Southern California Regional Rail Authority (SCRRA) sent me a letter, the envelope promises me free rail tickets.

Metrolink new resident offer envelope

I had previously filled in a form for USPS to forward my mail to a mail scanning service based near Los Angeles. The post office must have sold the list of people who recently redirect their mail to Southern California to SCRRA. SCRRA wanted to encourage me to travel to work by train, instead of driving (a good thing, in my opinion).

The letter is customized, it shows the location of the metro station closest to my address.

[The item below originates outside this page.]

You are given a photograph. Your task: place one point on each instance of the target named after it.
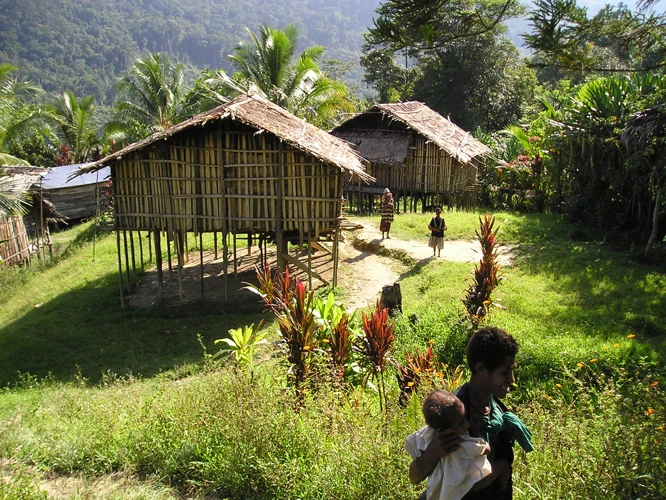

They don't mention that it is a 27 minute walk to the station. There is a parking lot at the station, maybe I'm supposed to drive there.

Metrolink new resident offer letter

The second page gives some more information about the Metrolink service.

To claim my tickets I go to http://metrolinktrains.com/newneighbor and enter my reservation number: NR03876. The page redirects to http://scrra.force.com/promotion/NEW.

The form has my name and address. I just have to fill in phone number, e-mail and answer a few questions to claim my free tickets.

What if we try changing the digits in the reservation number? Maybe I could try NR03000 or NR00001. Yes, they both work, I can see the names of addresses of other people who recently forwarded their mail to an address in Southern California.

This is going to make people worry about identity theft. When somebody asks the post office to forward their mail they don't expect their name and new address to be posted on the Internet. The other problem is that the name and address fields are editable. With guessable reservation numbers anybody can claim a free rail ticket promised to somebody else.

SCRRA could fix this by requiring users enter some more information, like their last name and ZIP code along with the reservation number.